Microsoft demonstrated Dynamics Live CRM, its planned hosted CRM software, during the closing Wednesday keynote given by CEO Steve Ballmer at its Convergence show in San Diego.
“I’m really pumped up,” said an energized Ballmer, predicting a “real snowball of an effect coming on” in relationship to Microsoft’s entire Dynamics business, which is gradually moving up into the enterprise applications space occupied by Oracle and SAP.
CRM Live is one of three deployment options in the vendor’s upcoming Titan release of its CRM software. Titan will be the first Microsoft CRM release based on a multi-tenant architecture, using a single code base to support three types of usage: CRM Live, an on-premise version of the CRM application and a partner-hosted release. All three deployment options share a common code base.
CRM Live will be another member of the vendor’s growing Live software-as-a-service (SaaS) product family, joining Windows Live and Office Live. “Live is our platform in the clouds,” Ballmer said, adding that more of Dynamics will be featured in the future along with Live Search, Mail, Xbox Live and Mobile. “We’re pushing the transformation to SaaS as fast as anyone around,” he said.
Brad Wilson, general manager of Microsoft Dynamics CRM, demonstrated Titan prerelease code running on Windows Live data centers in a browser and as an Outlook native SaaS application. He showed a mash-up between CRM Live and a mapping application.

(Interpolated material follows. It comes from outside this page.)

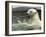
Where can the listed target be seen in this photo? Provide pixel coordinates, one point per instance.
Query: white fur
(35, 19)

Already in the hands of several hundred partners, CRM Live will begin being offered to customers initially in the United States and Canada in the third quarter of this year. The other two Titan deployment offerings will become available about 90 days later, Wilson said.
Pricing for the service and details on when CRM Live will be offered outside North America won’t appear until around the time of launch of the service, Wilson said.
CRM is “the most enterprise-focused” offering in the Dynamics range so far, with some user installations ranging between 3,000 and 10,000 seats, Wilson said. Ballmer said the sweet spot for Dynamics ERP and CRM will be “small enterprises and down.”
Ballmer reiterated Microsoft’s commitment to maintaining its four Dynamics ERP families: NAV, AX, GP and SL. “We take a long-term approach to all we do,” he said. “We’re just going to keep investing, investing, investing and investing.”
Microsoft’s next step will be to continue to evolve its extensibility model for Dynamics so that when the vendor writes new functionality, it’ll be able to plug it into Dynamics SL, GP, AX, NAV, Ballmer said.
The keynote included a concept demonstration of a manufacturing application running on a smart table, which was controlled by touch and gestures and searched via voice. The technologies on show will appear in various products in the future, with the smart surface debuting in entertainment devices, Ballmer said.
In a question-and-answer session at the end of his keynote, Ballmer agreed with a questioner that Microsoft’s SharePoint portal could be seen as “the definitive OS or platform for that middle tier of capability that brings the world of personal productivity [Office] and line-of-business applications [Dynamics] together.”
In response to another questioner, he admitted that Microsoft doesn’t always get it right in balancing how much it charges for its software and the complexity of its licensing. “I’m sorry if we did some things in Vista that increased the frustration,” he said.